Nature has a way of teaching lessons that we as humans would soon forget. Suicide is on the rise. Bullying accusations keep school counselors so busy, they have little time for prepping students for college and career readiness. Schools are scared of districts. Districts are scared of parents. Parents are scared of children, and children are scared of NO ONE! “They do the same thing at home,” is one of the worst things teachers want to hear on Parent-Teacher conference day. Keep reading if you want more for your child.
There is a story of a man who took interest in a certain caterpillar. He watched as it spotted the leaves of his tree and the days of spring grew warm. One particular day, he noticed the fuzzy little worm had encased itself into a cocoon. Excitement filled his heart as he knew what came next. He watched patiently everyday with anticipation. On a rare case of luck, he saw that magnificent creature struggling to make its way transformed into the world.
Being a man of good nature, he decided to help the butterfly along by snipping a larger opening into the cocoon. What happened next stunned and saddened the man. Instead of a beautiful butterfly, what emerged was a plump worm with small and shriveled wings. This creature could not fly. This creature could barely move. And there it sat helplessly on the limb of the tree with little hope for survival.
What this man did not realize is the small hole of the cocoon was intended to make the butterfly struggle. In that struggle, the fluid would be pushed from the body and into its wings. It is only through this process of struggle that the butterfly would be able to fly. By widening the hole with scissors, the man removed the struggle. What should have been a magnificent creature, was destined to suffer, or worst yet, become the prey of another animal. So, by removing the cocoons intended purpose, the good intentions of the man ultimately hurt the butterfly.
Put your scissors away
How often have you refused to let your child struggle or go without? How often have you allowed them to do something even though it was against your better judgement? In that moment, was your lapse in judgement more about your fear, or theirs? What opportunity was missed by not allowing your child to learn a valuable lesson; sacrifice, self-denial, appreciation, perseverance? Have you ever considered your child is smart enough to recognize your unwillingness to let them fail, to go without? Do you think they would use this fear against you? Year after year, I have students with terrible grades and attitudes, but have the latest and greatest in clothes and tech.
Boys grow to be men, and girls to be women. The type of men and women they become is largely based on what lesson we allow them to learn. Grit, perseverance, sacrificing for the greater good, and appreciation aren’t lessons that can be learned through coddling or giving. In our mind, the more we give, the more they should appreciate. In their mind, the more we give, especially despite their choices, the more they manipulate. When your child realizes this, game over! It is in a child’s nature to push the limits of authority in pursuit of what they want. When they discover they can use YOUR fear of THEIR disappointment to their advantage, what incentive do they have to stop, change, and grow?

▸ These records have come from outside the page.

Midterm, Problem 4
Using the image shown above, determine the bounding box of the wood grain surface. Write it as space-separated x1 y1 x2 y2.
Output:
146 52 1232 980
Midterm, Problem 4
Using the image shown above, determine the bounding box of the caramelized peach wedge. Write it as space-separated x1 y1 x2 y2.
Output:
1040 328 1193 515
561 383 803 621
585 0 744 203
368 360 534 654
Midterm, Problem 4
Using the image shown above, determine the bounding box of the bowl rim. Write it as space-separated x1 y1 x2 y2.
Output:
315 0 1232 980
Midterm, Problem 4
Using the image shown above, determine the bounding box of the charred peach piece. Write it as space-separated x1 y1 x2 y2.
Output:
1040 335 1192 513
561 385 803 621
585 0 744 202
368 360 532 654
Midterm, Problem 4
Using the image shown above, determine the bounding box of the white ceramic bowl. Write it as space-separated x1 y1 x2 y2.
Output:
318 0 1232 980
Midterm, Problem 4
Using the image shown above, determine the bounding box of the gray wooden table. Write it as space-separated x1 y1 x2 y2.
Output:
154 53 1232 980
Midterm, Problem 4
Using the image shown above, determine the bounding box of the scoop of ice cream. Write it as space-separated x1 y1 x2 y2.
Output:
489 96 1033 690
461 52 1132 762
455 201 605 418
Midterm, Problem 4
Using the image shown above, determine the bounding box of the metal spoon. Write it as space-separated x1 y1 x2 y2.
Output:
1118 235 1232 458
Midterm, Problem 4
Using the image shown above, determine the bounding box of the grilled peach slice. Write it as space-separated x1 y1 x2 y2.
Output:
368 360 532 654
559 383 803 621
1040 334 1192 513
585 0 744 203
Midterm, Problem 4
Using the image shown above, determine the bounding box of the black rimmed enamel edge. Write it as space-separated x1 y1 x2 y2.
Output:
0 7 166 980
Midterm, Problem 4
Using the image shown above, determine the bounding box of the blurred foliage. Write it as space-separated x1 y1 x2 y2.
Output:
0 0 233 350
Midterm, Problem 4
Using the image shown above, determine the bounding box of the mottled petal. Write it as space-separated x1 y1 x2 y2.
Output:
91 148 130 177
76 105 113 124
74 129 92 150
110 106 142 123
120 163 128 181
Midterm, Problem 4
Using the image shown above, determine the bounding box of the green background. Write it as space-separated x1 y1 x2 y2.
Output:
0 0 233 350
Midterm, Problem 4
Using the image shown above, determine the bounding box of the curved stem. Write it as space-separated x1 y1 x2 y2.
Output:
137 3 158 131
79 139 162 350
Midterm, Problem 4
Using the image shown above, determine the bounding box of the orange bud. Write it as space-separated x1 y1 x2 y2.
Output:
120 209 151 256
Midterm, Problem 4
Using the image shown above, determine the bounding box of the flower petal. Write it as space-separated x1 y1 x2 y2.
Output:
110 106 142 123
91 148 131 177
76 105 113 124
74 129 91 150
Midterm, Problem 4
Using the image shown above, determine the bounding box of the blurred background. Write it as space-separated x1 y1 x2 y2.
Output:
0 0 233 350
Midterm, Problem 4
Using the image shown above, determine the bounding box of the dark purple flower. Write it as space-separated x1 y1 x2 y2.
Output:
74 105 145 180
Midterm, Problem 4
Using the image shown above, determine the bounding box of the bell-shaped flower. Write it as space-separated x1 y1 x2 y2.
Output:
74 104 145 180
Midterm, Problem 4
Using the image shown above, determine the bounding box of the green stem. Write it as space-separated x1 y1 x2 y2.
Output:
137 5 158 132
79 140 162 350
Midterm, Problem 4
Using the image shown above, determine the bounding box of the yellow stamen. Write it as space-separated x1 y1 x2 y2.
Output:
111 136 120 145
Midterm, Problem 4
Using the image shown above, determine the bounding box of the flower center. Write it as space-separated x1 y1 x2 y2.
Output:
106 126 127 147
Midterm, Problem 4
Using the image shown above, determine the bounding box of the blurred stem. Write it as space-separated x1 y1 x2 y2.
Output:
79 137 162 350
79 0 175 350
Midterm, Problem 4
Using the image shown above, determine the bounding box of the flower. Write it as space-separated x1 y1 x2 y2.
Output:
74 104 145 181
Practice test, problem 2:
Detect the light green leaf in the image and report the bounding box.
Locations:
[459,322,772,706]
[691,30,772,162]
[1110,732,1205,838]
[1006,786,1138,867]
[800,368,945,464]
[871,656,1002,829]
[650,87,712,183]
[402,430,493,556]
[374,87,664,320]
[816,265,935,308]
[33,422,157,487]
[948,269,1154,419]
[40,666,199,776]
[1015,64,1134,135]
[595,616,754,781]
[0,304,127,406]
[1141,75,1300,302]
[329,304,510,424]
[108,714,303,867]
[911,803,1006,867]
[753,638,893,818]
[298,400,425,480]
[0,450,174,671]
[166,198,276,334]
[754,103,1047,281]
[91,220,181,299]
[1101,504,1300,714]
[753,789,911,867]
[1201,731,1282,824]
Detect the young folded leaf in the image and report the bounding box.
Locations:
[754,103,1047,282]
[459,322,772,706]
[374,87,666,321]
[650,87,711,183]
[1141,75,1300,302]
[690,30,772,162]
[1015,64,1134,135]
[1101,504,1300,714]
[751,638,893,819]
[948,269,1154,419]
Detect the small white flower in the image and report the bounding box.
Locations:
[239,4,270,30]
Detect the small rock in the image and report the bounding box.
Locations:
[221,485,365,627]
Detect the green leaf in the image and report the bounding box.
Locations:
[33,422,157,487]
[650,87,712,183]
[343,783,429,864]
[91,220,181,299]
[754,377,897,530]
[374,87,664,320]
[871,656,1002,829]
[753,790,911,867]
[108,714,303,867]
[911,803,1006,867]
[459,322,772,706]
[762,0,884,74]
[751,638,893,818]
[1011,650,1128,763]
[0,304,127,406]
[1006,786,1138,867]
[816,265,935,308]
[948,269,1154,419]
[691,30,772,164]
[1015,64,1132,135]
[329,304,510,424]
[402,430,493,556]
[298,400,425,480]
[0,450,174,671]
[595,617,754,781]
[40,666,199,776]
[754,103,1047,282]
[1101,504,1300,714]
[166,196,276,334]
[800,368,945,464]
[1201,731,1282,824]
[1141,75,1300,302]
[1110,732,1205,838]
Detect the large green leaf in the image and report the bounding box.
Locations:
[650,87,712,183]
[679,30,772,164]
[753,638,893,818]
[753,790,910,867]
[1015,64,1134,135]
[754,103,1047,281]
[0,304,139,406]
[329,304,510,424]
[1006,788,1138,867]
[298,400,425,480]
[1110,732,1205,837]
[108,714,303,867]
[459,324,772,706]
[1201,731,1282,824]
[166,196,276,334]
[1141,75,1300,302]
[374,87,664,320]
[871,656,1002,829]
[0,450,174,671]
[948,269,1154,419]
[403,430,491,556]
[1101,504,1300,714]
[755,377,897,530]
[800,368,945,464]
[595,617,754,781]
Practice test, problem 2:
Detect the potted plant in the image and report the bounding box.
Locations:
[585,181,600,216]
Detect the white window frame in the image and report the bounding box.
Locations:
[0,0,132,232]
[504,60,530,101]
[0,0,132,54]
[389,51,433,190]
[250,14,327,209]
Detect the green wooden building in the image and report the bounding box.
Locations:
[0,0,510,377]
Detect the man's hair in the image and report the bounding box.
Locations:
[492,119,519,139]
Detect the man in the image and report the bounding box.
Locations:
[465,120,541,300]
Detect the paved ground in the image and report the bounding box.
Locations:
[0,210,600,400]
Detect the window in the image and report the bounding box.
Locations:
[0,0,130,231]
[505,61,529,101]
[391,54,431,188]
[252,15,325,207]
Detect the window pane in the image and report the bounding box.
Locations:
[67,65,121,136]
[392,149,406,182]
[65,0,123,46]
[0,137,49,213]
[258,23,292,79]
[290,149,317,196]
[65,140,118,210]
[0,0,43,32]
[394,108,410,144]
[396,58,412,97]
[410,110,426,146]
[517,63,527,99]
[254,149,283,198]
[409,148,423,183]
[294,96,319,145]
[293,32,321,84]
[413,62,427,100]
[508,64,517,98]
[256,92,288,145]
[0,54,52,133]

See the adult you want, not just the child you have
Struggle has a way of pushing out pride. Pushing out selfishness. Pushing out thoughtless actions. Pushing out entitlement. And when you as a parent fear this struggle for your child what could end up is an adult with shriveled and unrealistic expectations. These adults have little chance for survival, especially in the world they are growing up in. And you as a parent have to do more than understand. You have to take that understanding and put it into action. You have to parent and help your child navigate the reality of struggle and disappointment.
tell us what you think?
Are we afraid to let our children fail? Are we doing more harm than good? Let us know what your think and leave your thoughts in the comments below.
4 thoughts on “Wounded Butterfly”
I am afraid to let my children fail when I still know I can help. But we must still allow them to prepare for their future which will be full of trials, some disappointments and yet they will see what they are capable of, find the answer and move on.
I think the key is small failures that present learning opportunities. Trust and believe, ultimately, I will do everything to keep my children from failing. At the same time, helping them navigate the reality of disappointment through intentional conversation is key.
Good read. I think as parents we are afraid of disappointing our children, but that narrative has to change. We want for them to be nothing but successful, however, failure must be part of that process. If we do not let them fail, we are doing them an injustice.
Especially our young men. Everyone is calling for strong leadership, yet when someone truly stands up (in a truthful and meaningful way) we complain because their ability to navigate and overcome their failures, strips away our excuses for doing the same. Thanks for sharing.